Het bal, waarvan de mensen me, nu ik ze ten derde male zag gek-doen en huppelen, gekken leken, met glimmende donkere gezichten en rommelige kleren. Alleen die tapdanser was en bleef boeiend. Hij danste elegant, dat zag ik nu tussen het controleren door, en scheen zich niet bewust te zijn, dat er een publiek naar hem staarde. Zijn voeten knetterden over de vloer in een werkelijk prachtige imitatie van een telegrafie-toestel. Ik bewonderde in mijn hart de originaliteit van de vondst. De letters klopten alle.
Uit. Donkerte, stilte, voor de derde keer.
‘Genoeg?!’ brulde de stem uit het hokje.
‘Genoeg?’ vroeg ook Terry.
‘Ja,’ zei ik. ‘Klopt.’
‘Ja,’ gaf Terry door. ‘Dank u wel hoor!’
We wachtten netjes, tot de meneer bij ons kwam. ‘Wel, wel!’ verbaasde hij zich. ‘Wat was er nou te zien?’
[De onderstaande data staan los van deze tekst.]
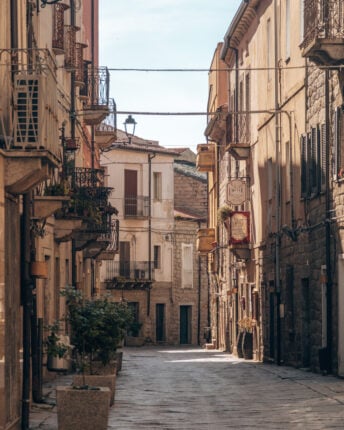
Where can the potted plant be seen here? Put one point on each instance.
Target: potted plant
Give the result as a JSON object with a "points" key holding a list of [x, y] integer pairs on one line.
{"points": [[223, 213], [246, 326], [57, 347], [132, 338], [97, 326]]}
‘Die zeug,’ verklaarde Terry. ‘Die heeft niet twee-en-twintig biggen, maar vijfentwintig!’
‘Is 't waarachtig?’ vroeg de man verrast.
‘Hebt u ze niet geteld?’ ontdook Terry hem.
‘Nee,’ bekende de man. ‘Mar wat is t'r tegen?’
| |
| |
‘Tja -’ Terry haalde de schouders op, ‘dat mag niet, hè? Dat is niet met drie woorden gezegd.... Teeltverbod en zo .... Daar zullen we es fijn werk van maken!’
Hij rekende af met de meneer, en we verlieten het bioscoopje weer. Buiten scheen een prachtige zon, die alle kale bomen met een hoopvol waas omgaf.
‘Stuur jij, Han,’ verzocht Terry. ‘Ik wil dit meteen uitwerken.’
‘Is het een code?’ informeerde ik slim.
‘Ja,’ bevestigde hij. ‘En ik heb de sleutel al een week!...’
‘Hoe kom je daaraan?!’ bewonderde ik.
‘Geheimpje,’ ontweek hij. ‘Zo gauw alles klaar is, krijg jij het ook te horen, kerel!’
Verder zei hij op de hele rit geen stom woord meer. Zat maar te tellen en te vergelijken en te grinniken. Ik vond het niets leuk, want door al dat gejaag en de inspanning leefde ik natuurlijk flink mee, en toch begreep ik er te weinig van, om er iets aan te kunnen hebben.
‘Stop maar bij Van Doff,’ zei hij, toen we het dorp bereikten. Ik reed door tot het huis en remde.
Terry was buitengewoon opgeruimd, en vermaande me met een hartelijke klap op m'n schouder: ‘Je houdt je kop over dat uitstapje, hoor!’
‘Ja,’ antwoordde ik bits. ‘Daar ben ik goed genoeg voor.’
Hij grijnsde genoegelijk en stelde me gerust: ‘Zo meteen is er wel weer iets nieuws voor je om te beleven.’ En daar had hij gelijk in, hoewel hij er zelf zeker ook iets nieuws aan beleefde, wat hij niet verwacht had.